Nothing says Christmas like poinsettias, which come in hues of red, white, pink, burgundy, marbled and speckled.
Introduced to America in 1825 by Joel R. Poinsett, the first U.S. ambassador to Mexico, poinsettias are relatively easy to care for.
The best way is to keep them in bright light, watering only as the soil starts to dry. Keep them away from drafts and don’t let their leaves touch cold window panes.
Poinsettias, which will grow to 10-15 feet tall in the tropics, are cultivated at temperatures between 60 and 70 degrees in greenhouses, so this range is best for a long plant life. High temperatures will shorten the life of the colorful bracts. Putting your poinsettia in a cooler room at night will extend the blooming time.
Contrary to popular belief, poinsettias are not poisonous. A study conducted by Ohio State University showed that a 50-pound child would have to eat more than 500 leaves to have any harmful effect. Plus the leaves have an awful taste. But you might want to keep your pets from snacking on the leaves, which – if ingested – can cause vomiting and diarrhea.

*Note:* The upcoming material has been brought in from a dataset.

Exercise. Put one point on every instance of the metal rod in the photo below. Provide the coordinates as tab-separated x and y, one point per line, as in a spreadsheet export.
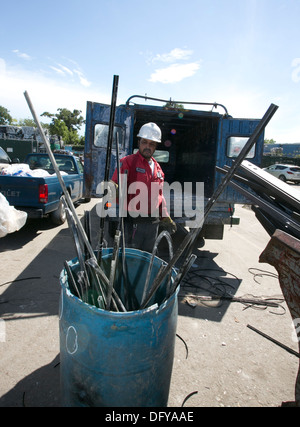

For those who want to keep their poinsettias after they lose their bracts, the plants can be moved outdoors after the last frost. You can keep them in the same container or plant them in the ground, where they will thrive; however, you will probably want to prune them before they start to grow. Fertilize as needed.
It’s possible to get poinsettias to rebloom next Christmas, but it will require some effort. They will need 14 hours of total darkness and 10 hours of direct, natural light daily from Oct. 1 through mid-December. The temperature should be kept between 60 and 65 degrees. Once the bracts start to change colors, your can show off your botanical skills.
And even if they don’t bloom in full, you still have some showy houseplants.